Roaming Marches Disrupt Oxford - Personal Account

Protestors Climb Castle Mound

Marches of hundreds (mainly school students) disrupted Oxford City Centre, briefly occupying County Hall, Barclays, Lloyds, and Castle Mound (see the photo), disrupting traffic, and roaming through the streets and shopping centres of Oxford.

Submitted by mons on December 2, 2010

Oxford, not exactly known for its radicalism, was home of a militant series of marches on 30th November, mainly organised and attended by students from local schools.
From the beginning, it was clear this was not going to be an A-B march. For a start, it was called for by school students, not leftists or union bureaucrats. It was a genuine expression of student anger and our wants and desires; not a typical set-piece. Some people had a massive banner saying 'Legalise Weed - Fuck Fees', which was - putting politics to the side - a genuinely felt sentiment, as opposed to the dull SWP placards which were dropped later in the rally to allow greater ease of movement. Chants also were more angry, fun and genuine - 'When I say Cameron, you say Wasteman, etc.'... It was not politico's dryly doing what they do best, but angry students expressing that anger.
Students from Cheney School where locked in by management after word got out there was to be a mass walkout. After uni students and others rallied outside (and according to one person I overheard, riotous scenes inside), the gates were opened and hundreds of students flooded out, some that I spoke to were as young as 14. Other local schools involved were Wheatley Park School, Oxford Community School, Cherwell School, Leckford Place School, Oxford European School, and probably others, as well as maybe a hundred university students from Oxford Uni and Brookes, and some other locals.
There was no pre-planned route and no prior police negotiations. We spontaneously decided our route, and marched quickly up and down the main Oxford streets, before heading to Oxfordshire County Hall. Groups of school students had planned the occupation, and up to about 100 people stormed the building. Some made it to the roof and waved placards off the top, a few flags (including a circled-A anarchist one held by one school student) were waved from various windows. After police threatened others trying to enter with a baton, promising to hit whoever tried to get in, and then police on horses came to cover the entrance the surge into the building stopped. People began to trickle out, cheered by the few hundred people outside.
After everybody was out, the protest broke into two. Some climbed over into 'Castle Mound'. This place normally is not open to the public, or you have to pay to go up it anyway. Some tried lighting a fire on top, but instead people came back down and joined the others who'd remained at the bottom, protesting outside the Oxford Tory HQ. People set off back into the centre of town; Barclays was occupied, then Lloyds - and you could see police looking very worried outside other banks and Vodafone, which were all closed down. Mounted police pushed through groups of school students who'd linked arms, and again the police truncheons were raised threateningly. A few snowballs hit a cop and her horse. Cops pulled people out of Lloyds viciously, grabbing one school student by the neck.
But this just made us even more 'up for it' by this, and people's excitement was plain to see. Some people shouted that we should go to a shopping centre, we marched through there, where the police horses couldn't follow. A person next to me said, "we can do whatever the fuck we want!" and that sums up the mood. Other people showed their anger against the police's violence. Lots of 'fuck the police''s and so on - from ordinary pissed off students. We marched, at times almost running, through both of the Oxford shopping centre's, and we were in total control.
People then split up further into smaller groups, who carried on roaming about I presume. I stayed with a group of only about a dozen, mainly about 15/16, who felt that it was "well worth a few detentions", and wanted to do it again tomorrow. We'd heard people had headed to the train station, but nobody was there when we got there, and I went home.

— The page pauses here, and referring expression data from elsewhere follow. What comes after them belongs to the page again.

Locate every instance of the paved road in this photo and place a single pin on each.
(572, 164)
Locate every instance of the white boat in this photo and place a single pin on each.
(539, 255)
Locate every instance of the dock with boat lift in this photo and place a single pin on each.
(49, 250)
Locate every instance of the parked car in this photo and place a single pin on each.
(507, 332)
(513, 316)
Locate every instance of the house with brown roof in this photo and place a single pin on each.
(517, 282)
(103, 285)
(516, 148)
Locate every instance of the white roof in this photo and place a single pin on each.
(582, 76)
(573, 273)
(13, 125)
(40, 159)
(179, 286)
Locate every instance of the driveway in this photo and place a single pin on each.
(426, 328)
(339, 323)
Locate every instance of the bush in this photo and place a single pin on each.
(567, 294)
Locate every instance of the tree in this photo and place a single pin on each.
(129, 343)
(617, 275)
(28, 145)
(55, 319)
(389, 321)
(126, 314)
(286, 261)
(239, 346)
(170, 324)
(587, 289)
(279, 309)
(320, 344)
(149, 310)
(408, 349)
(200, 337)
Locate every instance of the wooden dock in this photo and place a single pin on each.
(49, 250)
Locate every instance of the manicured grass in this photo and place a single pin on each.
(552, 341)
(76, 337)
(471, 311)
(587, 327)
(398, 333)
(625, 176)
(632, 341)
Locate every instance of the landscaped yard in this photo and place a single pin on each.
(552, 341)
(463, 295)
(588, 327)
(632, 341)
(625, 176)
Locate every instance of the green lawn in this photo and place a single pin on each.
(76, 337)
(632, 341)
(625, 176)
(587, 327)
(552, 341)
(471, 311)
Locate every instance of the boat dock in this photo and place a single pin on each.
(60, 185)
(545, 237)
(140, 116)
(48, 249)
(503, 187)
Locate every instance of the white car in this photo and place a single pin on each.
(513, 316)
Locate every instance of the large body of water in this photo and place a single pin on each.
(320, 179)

Afterwards, Keith Mitchell, Thatcher-loving head of the county council who barricaded himself in his office during the storm of the County Hall, commented on his 'political blog' that we were "noisy and scruffy...oiks". His considered "reflection" a day later, remarked profoundly that:

given that there were similar example of lawlessness across the country, what is driving this national outbreak of unlawful behaviour? I suspect the hard left are working up a campaign to make such lawlessness appear to be the norm and therefore to become acceptable. I wonder ho many of our teachers in Oxfordshire are working for this hard left agenda? One day we may know!

He's one of the politicians who doesn't even bother disguise his contempt for ordinary people by wrapping it up in liberal democratic language. He cuts to the point, declaring that protests and petitions will be entirely useless.

And so, with only about 18 hours notice a protest has been called for today, at 4.30 to protest his remarks. It's a testament to how empowering the protest on Tuesday was that it has over 100 attending on facebook at such short notice. I expect there will be a couple hundred.

It may not sound very materialist, but I something 'in the air' has changed; people are talking about it, and it seems people are really thinking we can win.